WEXFORD’S MICHELLE O’NEILL is set to make more history as she becomes the first Irish referee to officiate at the Olympic Games this summer.

O’Neill jets off to Tokyo on Wednesday, as one of 99 match officials from 51 countries chosen by Fifa for the men’s and women’s Olympic football tournaments.

An assistant referee for the 2019 Fifa Women’s World Cup final between USA and the Netherlands in Lyon, France, O’Neill has enjoyed a storied officiating career so far.

Having plied her trade in the League of Ireland for the past 10 seasons, she has made history on the world stage with that World Cup final refereeing team of late: In August 2019, they oversaw the Uefa Super Cup final between Liverpool and Chelsea (O’Neill was assistant referee on that occasion), while they also combined for a huge England v Germany international friendly at Wembley Stadium.

Next stop is Tokyo, and her next chapter of history will be made at the Olympic Games.

Joining FAI Referee Executive Rob Hennessy at FAI Headquarters ahead of her departure for Japan, O’Neill shared her joy.

“I am absolutely over the moon, thrilled to bits,” she told FAI TV. “It is such an honour for me to represent Ireland out in Tokyo this year at the Olympics Games.

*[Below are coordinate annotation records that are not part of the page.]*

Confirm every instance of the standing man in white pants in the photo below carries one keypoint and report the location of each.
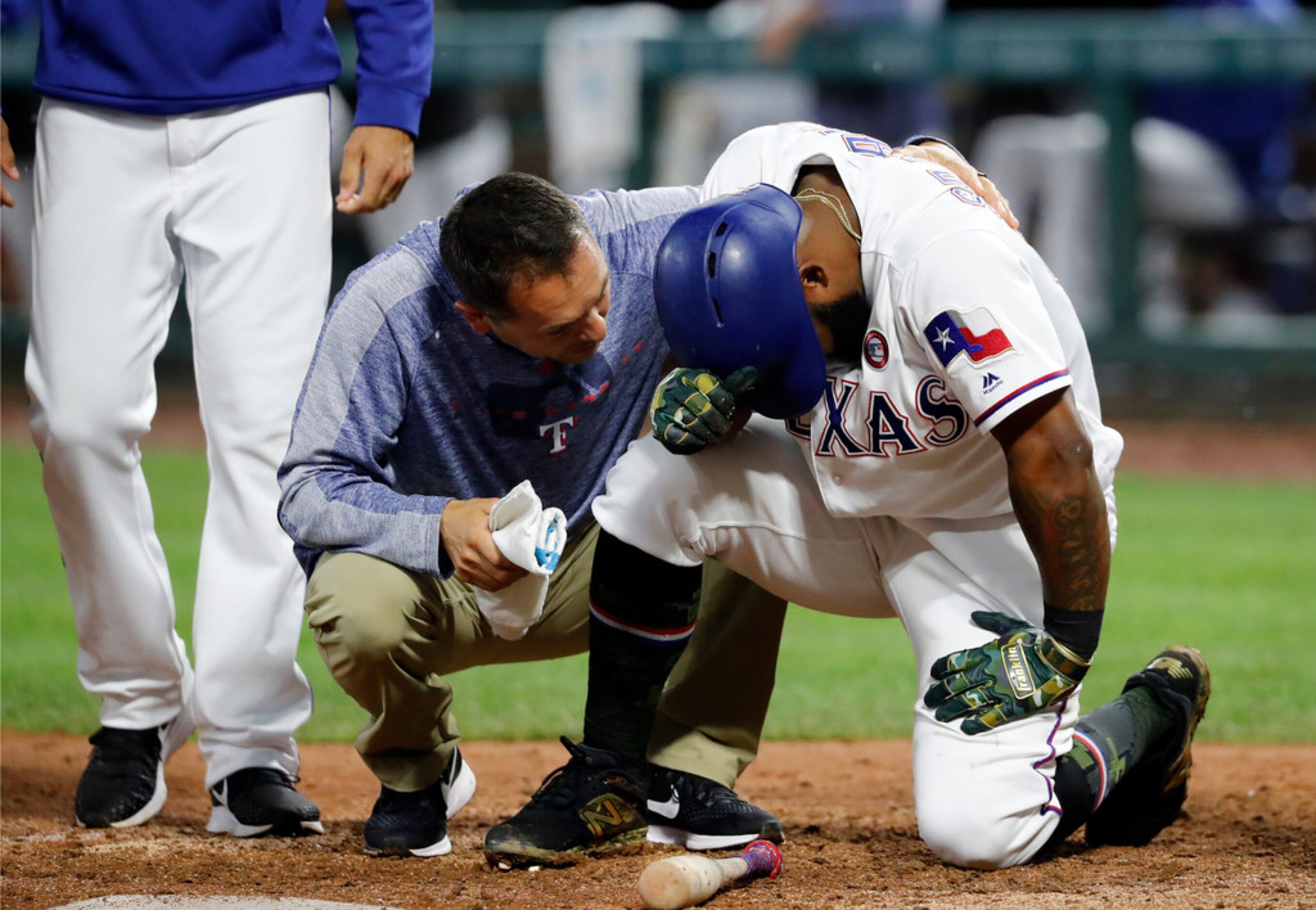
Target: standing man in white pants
(191, 142)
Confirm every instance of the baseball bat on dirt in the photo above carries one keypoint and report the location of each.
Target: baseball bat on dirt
(683, 881)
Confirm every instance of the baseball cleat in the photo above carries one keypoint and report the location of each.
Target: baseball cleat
(697, 813)
(256, 801)
(416, 823)
(1149, 799)
(589, 806)
(124, 782)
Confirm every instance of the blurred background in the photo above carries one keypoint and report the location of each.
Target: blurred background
(1161, 156)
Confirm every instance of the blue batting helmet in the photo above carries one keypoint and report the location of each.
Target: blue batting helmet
(728, 294)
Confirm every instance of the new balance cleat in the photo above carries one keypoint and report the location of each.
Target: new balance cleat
(697, 813)
(416, 823)
(256, 801)
(1151, 796)
(591, 805)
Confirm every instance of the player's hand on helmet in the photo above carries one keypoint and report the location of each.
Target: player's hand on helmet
(464, 530)
(692, 408)
(1020, 674)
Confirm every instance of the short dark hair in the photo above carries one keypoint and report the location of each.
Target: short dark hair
(508, 227)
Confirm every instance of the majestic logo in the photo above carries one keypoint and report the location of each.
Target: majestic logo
(876, 349)
(669, 809)
(975, 333)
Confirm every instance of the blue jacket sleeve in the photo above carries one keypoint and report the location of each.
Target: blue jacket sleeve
(396, 61)
(336, 481)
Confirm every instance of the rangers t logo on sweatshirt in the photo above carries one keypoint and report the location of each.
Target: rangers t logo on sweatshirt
(975, 333)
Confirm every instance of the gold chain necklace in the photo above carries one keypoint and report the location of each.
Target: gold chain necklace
(833, 203)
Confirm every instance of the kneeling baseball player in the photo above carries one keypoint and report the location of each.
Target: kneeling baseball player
(515, 340)
(927, 443)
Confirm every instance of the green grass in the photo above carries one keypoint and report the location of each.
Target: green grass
(1224, 565)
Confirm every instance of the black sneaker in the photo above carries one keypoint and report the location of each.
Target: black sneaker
(124, 782)
(591, 805)
(697, 813)
(1152, 793)
(256, 801)
(416, 823)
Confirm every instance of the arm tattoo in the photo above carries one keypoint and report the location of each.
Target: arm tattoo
(1069, 538)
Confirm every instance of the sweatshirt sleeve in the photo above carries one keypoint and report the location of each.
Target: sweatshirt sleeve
(395, 63)
(336, 483)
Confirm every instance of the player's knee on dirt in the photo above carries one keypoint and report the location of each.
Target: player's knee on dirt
(981, 822)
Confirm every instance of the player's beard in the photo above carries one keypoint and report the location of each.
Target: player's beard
(848, 320)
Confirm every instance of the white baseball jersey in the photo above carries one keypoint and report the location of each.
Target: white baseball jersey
(968, 326)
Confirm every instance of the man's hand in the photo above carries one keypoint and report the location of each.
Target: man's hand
(478, 562)
(377, 162)
(941, 155)
(7, 164)
(692, 408)
(1020, 674)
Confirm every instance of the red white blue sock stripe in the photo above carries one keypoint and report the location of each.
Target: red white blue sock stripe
(1100, 763)
(1052, 804)
(657, 635)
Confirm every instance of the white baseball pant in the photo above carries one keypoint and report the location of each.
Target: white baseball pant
(752, 505)
(237, 203)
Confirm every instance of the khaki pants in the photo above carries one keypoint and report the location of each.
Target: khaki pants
(389, 637)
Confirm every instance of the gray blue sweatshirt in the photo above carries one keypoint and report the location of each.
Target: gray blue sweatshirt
(406, 406)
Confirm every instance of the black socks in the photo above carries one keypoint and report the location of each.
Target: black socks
(642, 615)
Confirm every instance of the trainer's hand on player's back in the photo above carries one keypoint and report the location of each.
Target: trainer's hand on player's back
(377, 162)
(944, 156)
(7, 164)
(469, 543)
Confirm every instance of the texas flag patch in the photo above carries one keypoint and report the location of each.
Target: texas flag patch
(975, 333)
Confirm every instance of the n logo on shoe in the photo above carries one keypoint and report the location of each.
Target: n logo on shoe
(607, 814)
(668, 809)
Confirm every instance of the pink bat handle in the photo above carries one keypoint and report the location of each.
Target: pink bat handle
(764, 858)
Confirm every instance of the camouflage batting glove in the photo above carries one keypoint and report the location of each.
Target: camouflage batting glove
(1020, 674)
(692, 408)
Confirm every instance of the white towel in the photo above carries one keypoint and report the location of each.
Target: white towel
(532, 538)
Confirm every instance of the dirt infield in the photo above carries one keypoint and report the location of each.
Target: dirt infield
(1249, 839)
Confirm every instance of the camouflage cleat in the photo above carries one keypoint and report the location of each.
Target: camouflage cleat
(1151, 797)
(591, 805)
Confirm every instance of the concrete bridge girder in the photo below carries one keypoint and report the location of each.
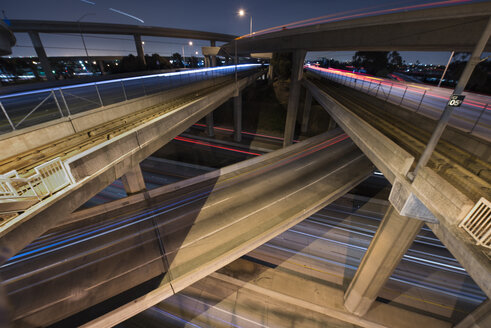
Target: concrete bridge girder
(429, 196)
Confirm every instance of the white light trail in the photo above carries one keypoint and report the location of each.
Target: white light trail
(126, 14)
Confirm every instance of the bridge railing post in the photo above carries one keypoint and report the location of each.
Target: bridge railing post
(124, 91)
(479, 118)
(388, 93)
(421, 101)
(64, 102)
(98, 94)
(403, 95)
(56, 102)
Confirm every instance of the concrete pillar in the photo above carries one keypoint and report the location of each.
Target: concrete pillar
(207, 61)
(479, 318)
(291, 115)
(209, 125)
(139, 48)
(306, 111)
(43, 58)
(133, 181)
(270, 73)
(238, 118)
(332, 124)
(394, 236)
(213, 58)
(100, 63)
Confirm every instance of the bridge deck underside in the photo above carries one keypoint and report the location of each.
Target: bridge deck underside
(470, 175)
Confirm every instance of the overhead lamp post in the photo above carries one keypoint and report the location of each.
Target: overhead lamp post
(190, 43)
(80, 30)
(242, 13)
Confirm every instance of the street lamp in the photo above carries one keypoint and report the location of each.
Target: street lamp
(190, 43)
(241, 13)
(80, 30)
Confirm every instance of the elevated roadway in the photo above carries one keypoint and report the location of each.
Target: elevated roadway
(97, 154)
(181, 232)
(19, 25)
(323, 252)
(454, 180)
(449, 28)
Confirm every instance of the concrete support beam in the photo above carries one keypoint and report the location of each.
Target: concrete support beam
(96, 169)
(306, 111)
(217, 239)
(394, 236)
(100, 63)
(479, 318)
(139, 48)
(296, 77)
(238, 118)
(41, 53)
(213, 58)
(133, 181)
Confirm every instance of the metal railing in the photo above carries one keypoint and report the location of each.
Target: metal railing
(23, 109)
(473, 117)
(478, 223)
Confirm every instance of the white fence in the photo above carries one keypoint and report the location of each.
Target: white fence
(17, 193)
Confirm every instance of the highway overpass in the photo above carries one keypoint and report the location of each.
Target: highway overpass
(449, 188)
(192, 228)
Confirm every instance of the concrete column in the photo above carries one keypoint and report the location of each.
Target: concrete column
(207, 61)
(238, 117)
(209, 125)
(479, 318)
(291, 115)
(100, 63)
(213, 58)
(43, 58)
(270, 73)
(133, 181)
(394, 236)
(332, 124)
(306, 111)
(139, 48)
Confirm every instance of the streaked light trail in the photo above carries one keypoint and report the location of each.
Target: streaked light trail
(126, 14)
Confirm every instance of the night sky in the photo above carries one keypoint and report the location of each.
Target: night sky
(211, 15)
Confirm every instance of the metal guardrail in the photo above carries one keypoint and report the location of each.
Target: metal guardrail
(19, 193)
(29, 108)
(478, 223)
(475, 118)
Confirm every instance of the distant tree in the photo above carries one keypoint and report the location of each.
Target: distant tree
(177, 61)
(193, 62)
(157, 62)
(374, 62)
(282, 65)
(130, 63)
(395, 60)
(480, 80)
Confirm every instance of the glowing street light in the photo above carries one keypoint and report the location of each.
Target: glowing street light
(242, 13)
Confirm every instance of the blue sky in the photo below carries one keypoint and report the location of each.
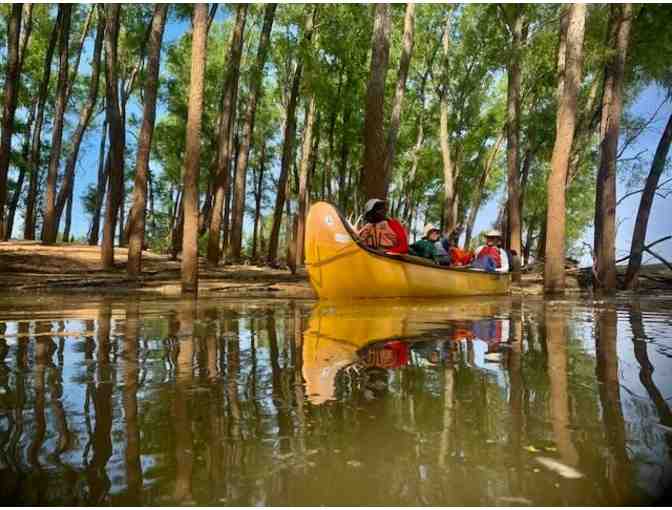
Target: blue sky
(660, 223)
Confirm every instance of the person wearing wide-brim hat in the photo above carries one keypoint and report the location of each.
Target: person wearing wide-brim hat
(381, 232)
(490, 256)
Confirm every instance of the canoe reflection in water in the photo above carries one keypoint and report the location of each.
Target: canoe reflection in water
(366, 341)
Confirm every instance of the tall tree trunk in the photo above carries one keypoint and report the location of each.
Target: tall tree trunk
(620, 21)
(14, 202)
(306, 158)
(193, 150)
(478, 192)
(34, 162)
(513, 136)
(554, 264)
(114, 122)
(287, 150)
(227, 124)
(11, 94)
(373, 164)
(404, 64)
(85, 115)
(49, 227)
(258, 194)
(137, 215)
(256, 82)
(449, 219)
(645, 204)
(103, 172)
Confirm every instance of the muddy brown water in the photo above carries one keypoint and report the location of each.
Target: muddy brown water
(503, 401)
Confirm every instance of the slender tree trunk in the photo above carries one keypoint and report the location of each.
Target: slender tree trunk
(137, 215)
(114, 121)
(34, 162)
(306, 158)
(85, 115)
(612, 104)
(103, 172)
(14, 202)
(645, 204)
(373, 164)
(287, 151)
(256, 82)
(513, 137)
(404, 64)
(258, 194)
(193, 150)
(554, 266)
(49, 227)
(227, 124)
(11, 94)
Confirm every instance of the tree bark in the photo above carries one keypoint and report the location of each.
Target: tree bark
(645, 204)
(554, 264)
(404, 64)
(306, 157)
(612, 103)
(513, 136)
(11, 94)
(193, 150)
(256, 90)
(227, 124)
(373, 164)
(34, 163)
(137, 215)
(49, 228)
(114, 122)
(287, 151)
(103, 172)
(65, 193)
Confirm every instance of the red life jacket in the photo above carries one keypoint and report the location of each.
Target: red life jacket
(492, 252)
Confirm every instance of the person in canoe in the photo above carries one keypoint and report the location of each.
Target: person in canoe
(491, 257)
(381, 232)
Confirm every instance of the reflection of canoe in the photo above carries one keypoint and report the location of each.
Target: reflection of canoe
(339, 267)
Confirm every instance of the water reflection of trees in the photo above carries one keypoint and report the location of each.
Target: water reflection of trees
(208, 404)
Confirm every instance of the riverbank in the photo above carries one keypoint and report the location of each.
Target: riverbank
(29, 267)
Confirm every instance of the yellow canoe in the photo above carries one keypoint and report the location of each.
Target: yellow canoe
(340, 267)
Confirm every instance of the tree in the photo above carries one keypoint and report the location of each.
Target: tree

Even saying that in the one sentence, I still have to pinch myself. What an honour to be representing Irish referees and Irish football in Japan.

“The World Cup final is the biggest honour that you can get as a referee but the Olympics tournament is something extra special. To be selected as a referee by Fifa for the Olympic Games, you have to perform well, pass all the tests and training so I am so honoured to be going to Tokyo.”

“There’s so many opportunities and doors opened,” she later added, “and to be able to push through them and push them down… it feels weird to be the first for everything but someone has to do it.

“I say to myself, ‘If no one else is going to do it, I can do it’. That’s the attitude I have — keep going.

It’s a sense of, ‘Let me push through more barriers, break down more barriers for women in sport, and open the eyes of spectators to show that we’re doing the job just as well.”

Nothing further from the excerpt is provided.